Once they get there, Musk wants to build out a self-sustaining million-strong city on Mars by 2050.
But famed film director Herzog tells Inverse there is a massive flaw in the latter half of Musk's
plan. In a blistering criticism, Herzog describes the idea as an obscenity and says humans
should not be like DeLocas. Herzog is not opposed to going to Mars at all. In fact, the German
filmmaker would love to go to Mars with a camera and scientists, but the long-term vision of a Mars
city is a, quote, mistake. Herzog's main concern is that humanity should rather look to keep
our planet habitable instead of trying to colonize another one, quote, I think Elon Musk styles
himself as some sort of a technological visionary, Herzog says, because he has to sell his
electric cars, wonderful that he does that. He has to sell his reusable rockets, wonderful that he is
doing it. But I disagree with him when he postulates and preaches about colonizing Mars, Herzog says.
And I have to tell not only Elon Musk, but everyone. And so I say it as straightforward as it can be.
It is an obscenity. The thought alone is an obscenity, end quote.
Herzog compares Musk's utopian vision to that of communism and fascism.
Herzog says the 20th century was, in its entirety, a mistake, which brought the demise of great
social utopias, like communism, as being the paradise on Earth. No, it failed, Herzog says.
Second failure? Fascism. Alien master race will dominate and improve our planet and really improve
humanity. Thank God both those gigantic utopias were brought to an end, end quote.
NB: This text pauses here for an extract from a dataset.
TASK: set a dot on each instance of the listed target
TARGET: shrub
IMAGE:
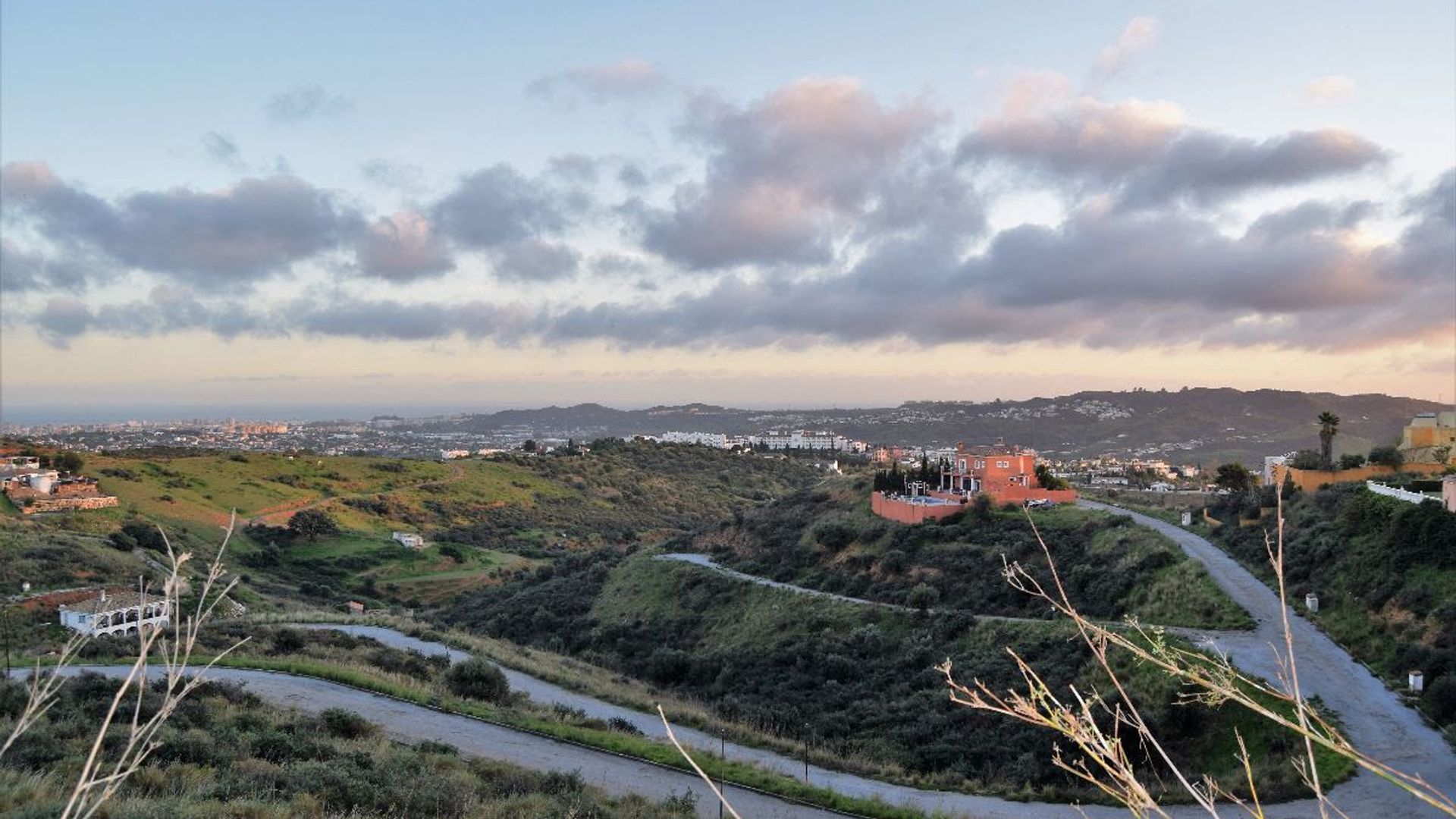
(346, 725)
(478, 679)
The same will happen to Musk's Mars city, Herzog predicts. Our century very quickly will bring to an
end technological utopia like colonizing Mars. We will end this utopia very, very very
quickly within this century, end quote. So I want you to know I really debated whether or not
to attempt the Werner Herzog impression there. If you're disappointed by it, I guess just
relisten to that segment imagining Paul F. Tompkins's canonical Herzog impression instead of
mine. Trust me, he does it a lot better. Talk to you tomorrow.